HomeEvents'Problematic' DS AI Seminar on Predicting the development of liver cancer using MRI

'Problematic' DS AI Seminar on Predicting the development of liver cancer using MRI

Join us Thursday 22 February for another "Problematic Seminar". The problem this time, is related to synthetic data: Predicting the development of liver cancer using MRI and also about self-supervised pretraining techniques as a mean to improve weight initialization. PhD’s and PostDocs working on ML are highly encouraged to join, we need you! Register here to join.

"Problematic" DS AI seminars

A seminar with a twist, a seminar with a challenge, a seminar with a quest for help leading to a solution... Are you the colleague who will help forward another colleague in this ML-challenge? 

The challenge

Jakob Nolte, Beyond synthetic data: Predicting the development of liver cancer using MRI

Using MRI screenings, this research aims to predict the development of liver cancer in cirrhosis patients. The data comprises roughly 800 3D-MRI scans from approx. 250 patients who underwent repeated MRI screening (1-15 observations per patient). From the 250 patients, approx. 50 developed liver cancer. In a proof-of-concept study, we extracted a set of handcrafted features –coined radiomic features - from a manually delineated region of interest within the images. When fitting a simple machine learning model to the extracted data, the results were promising, highlighting especially the extreme intensity (e.g., upper/lower 10th percentile) values as indicative of cancer development. However, when instead fitting a neural network to the raw images, results were subpar and this regardless of model architecture, optimizer, and supervised/ semi-supervised learning approaches. We suspect that this is primarily due to MRI’s lack of a standard intensity scale. For example, even two MRIs from the same person acquired with the same scanner do not share the same range of intensity values. As such, the network faces the challenge to maneuver a heterogeneous feature space with limited data.

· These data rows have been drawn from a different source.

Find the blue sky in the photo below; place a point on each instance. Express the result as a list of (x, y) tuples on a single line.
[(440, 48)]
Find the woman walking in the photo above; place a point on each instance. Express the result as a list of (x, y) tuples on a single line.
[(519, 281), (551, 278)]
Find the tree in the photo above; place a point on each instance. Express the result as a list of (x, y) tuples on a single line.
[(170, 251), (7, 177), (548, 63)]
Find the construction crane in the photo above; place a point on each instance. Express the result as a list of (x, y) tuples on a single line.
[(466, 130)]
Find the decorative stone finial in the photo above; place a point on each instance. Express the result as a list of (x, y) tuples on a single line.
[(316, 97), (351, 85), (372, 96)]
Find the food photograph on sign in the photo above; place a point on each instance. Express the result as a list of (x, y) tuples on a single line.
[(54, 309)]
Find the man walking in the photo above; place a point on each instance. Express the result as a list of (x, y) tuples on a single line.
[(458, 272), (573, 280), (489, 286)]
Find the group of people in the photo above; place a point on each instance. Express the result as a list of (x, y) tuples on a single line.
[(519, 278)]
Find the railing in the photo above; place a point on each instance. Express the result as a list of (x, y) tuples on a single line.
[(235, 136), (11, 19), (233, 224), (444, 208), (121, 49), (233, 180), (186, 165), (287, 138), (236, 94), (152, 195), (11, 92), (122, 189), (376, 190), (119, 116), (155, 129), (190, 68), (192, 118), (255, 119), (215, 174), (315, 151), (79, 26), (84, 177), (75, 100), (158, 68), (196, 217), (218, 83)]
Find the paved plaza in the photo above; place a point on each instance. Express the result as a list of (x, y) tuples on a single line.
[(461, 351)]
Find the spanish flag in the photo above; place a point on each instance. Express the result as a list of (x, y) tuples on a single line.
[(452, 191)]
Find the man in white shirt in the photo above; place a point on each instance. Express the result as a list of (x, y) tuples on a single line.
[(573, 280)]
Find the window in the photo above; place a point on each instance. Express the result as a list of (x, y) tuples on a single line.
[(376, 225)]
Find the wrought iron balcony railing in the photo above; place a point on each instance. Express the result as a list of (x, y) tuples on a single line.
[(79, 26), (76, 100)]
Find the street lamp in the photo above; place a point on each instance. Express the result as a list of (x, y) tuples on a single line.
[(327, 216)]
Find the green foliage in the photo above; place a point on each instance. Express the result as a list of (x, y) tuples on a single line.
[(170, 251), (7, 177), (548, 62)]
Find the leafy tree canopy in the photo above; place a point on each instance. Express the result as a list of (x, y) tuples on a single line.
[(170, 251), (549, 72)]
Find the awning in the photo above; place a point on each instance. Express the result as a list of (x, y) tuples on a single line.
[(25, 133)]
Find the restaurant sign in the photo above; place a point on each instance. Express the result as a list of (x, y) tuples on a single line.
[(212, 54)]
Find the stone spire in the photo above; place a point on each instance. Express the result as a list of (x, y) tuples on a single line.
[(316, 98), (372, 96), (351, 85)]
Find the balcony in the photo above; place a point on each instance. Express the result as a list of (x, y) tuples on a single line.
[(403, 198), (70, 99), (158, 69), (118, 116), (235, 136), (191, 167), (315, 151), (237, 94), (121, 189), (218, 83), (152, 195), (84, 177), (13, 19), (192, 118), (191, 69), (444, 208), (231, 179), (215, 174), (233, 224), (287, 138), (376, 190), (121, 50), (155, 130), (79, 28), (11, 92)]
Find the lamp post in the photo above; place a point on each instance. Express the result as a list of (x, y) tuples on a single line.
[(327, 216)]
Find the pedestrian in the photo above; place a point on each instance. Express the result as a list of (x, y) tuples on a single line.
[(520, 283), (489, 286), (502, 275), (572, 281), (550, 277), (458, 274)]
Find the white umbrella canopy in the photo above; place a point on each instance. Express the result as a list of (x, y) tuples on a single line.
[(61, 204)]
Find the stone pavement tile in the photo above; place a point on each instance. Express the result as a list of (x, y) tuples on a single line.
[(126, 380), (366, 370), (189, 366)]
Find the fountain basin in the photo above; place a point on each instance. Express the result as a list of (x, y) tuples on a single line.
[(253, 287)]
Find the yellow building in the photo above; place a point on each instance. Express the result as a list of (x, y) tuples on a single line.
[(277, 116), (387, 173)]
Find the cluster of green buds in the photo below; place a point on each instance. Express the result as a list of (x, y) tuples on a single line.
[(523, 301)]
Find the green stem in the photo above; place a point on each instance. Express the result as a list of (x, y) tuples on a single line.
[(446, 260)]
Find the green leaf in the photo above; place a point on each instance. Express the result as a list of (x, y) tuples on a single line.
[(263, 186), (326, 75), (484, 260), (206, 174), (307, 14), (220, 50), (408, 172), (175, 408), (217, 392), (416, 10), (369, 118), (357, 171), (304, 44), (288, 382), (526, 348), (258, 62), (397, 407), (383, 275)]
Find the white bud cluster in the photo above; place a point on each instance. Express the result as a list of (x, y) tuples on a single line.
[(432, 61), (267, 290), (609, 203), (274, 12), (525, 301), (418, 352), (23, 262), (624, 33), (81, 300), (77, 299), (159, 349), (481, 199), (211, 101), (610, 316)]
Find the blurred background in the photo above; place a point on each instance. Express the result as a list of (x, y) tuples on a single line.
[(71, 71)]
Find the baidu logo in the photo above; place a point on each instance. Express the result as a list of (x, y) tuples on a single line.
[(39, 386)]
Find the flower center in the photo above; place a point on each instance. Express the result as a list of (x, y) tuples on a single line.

 Our primary objective for the meeting thus concerns data quality in real-world data sets. That is, how can we limit the heterogeneity between images while still preserving their original distribution? Our secondary objective concerns the initialization of neural networks. It is well established that small scale dataset benefit from pretraining on large dataset. However, pretrained 3D models - let alone 3D models pretrained on medical images - are scarce. Therefore, I would like to discuss self-supervised pretraining techniques as a mean to improve weight initialization.